07 September 2008

Director Spotlight: Luis Buñuel


Luis Buñuel was an amazing Spanish director who had a fine craft for surrealist film. In fact, you could even attribute the advent of surrealist film to him. Surrealist cinema's trademark is that it seeks to surprise, by creating strange objects & characters, illogical plotlines, bizarre costumes, freakish images, and above all, dream-like qualities, to shock and amuse the viewer. It was he, who, with his good friend Salvador Dalí, created the seminal and avant-garde film Un Chien Andalou in 1929. With a small budget, and nothing but images (sound was added later), they created a visual masterpiece. Set upon a story filled with imagery- death, love, dreams, bodies, man, woman- they depicted a world void of standards and conventional themes. They went on to collaborate on a second film, L'Age d'Or, with less success and critical acclaim.

Buñuel's career spanned half a century, and includes a mix of Spanish and French films. He directed some of foreign film's best-known movies [commentary for Nazarin, Viridiana, and La Voie Lactée coming soon].
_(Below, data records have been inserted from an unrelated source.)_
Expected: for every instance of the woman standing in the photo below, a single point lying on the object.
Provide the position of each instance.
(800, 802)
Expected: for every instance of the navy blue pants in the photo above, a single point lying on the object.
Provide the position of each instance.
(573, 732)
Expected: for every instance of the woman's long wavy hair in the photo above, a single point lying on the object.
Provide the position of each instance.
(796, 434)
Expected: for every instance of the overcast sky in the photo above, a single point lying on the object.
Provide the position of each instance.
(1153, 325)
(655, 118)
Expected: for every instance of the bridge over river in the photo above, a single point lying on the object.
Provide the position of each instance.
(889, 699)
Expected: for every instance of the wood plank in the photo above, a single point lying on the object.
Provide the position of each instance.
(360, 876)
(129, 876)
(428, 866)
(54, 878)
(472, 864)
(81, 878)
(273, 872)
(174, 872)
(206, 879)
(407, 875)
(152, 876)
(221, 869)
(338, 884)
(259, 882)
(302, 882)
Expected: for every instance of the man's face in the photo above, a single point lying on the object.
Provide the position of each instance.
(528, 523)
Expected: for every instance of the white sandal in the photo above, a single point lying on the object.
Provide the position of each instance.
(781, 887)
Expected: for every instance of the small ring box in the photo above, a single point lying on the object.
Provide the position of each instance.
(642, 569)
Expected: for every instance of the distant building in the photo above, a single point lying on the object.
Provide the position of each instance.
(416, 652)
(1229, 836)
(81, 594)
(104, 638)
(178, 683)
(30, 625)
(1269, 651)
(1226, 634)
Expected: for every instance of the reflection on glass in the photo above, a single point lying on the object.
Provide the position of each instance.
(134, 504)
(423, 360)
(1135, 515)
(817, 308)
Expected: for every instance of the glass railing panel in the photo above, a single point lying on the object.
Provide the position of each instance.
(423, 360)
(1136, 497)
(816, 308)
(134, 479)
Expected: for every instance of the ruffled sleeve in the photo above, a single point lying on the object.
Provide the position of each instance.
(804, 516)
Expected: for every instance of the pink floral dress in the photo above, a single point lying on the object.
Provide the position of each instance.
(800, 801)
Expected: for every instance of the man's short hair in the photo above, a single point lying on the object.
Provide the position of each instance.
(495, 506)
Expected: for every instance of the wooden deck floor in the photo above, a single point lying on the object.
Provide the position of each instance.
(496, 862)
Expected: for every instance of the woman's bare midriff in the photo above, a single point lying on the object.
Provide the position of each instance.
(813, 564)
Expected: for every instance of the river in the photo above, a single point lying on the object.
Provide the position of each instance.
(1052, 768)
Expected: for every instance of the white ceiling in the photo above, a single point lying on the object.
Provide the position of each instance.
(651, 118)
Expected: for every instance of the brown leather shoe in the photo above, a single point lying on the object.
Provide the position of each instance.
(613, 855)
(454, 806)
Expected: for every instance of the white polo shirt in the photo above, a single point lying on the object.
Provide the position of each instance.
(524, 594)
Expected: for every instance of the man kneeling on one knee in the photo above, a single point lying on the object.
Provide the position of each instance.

In 1962 he started his collaboration with the famed French screenwriter, Jean-Claude Carrière, for Diary of a Chambermaid, starring Jeanne Moreau. Adapted from the Octave Mirbeau novel and filmed in gorgeous black-and-white, it focused on a bourgeois French family in the campagne. Scandal, lies, death and twisted characters abound, with Jeanne Moreau holding her own as a Parisian housekeeper who woos many men (including the devious Michel Piccoli) to get what she wants. My particular favorite was the patriarch, who, along with being bourgeois and snotty, happened to harbor a secret shoe fetish, and employs Moreau as a model for his shoe collection. In the backdrop lies the rise of French fascism in the 30s, which, in classic Buñuel fashion, is portrayed in a creepy, subversive way. This movie was the advent of the Buñuel-Carrière partnership that gave us 7 Buñuel masterpieces (3 of them I describe below).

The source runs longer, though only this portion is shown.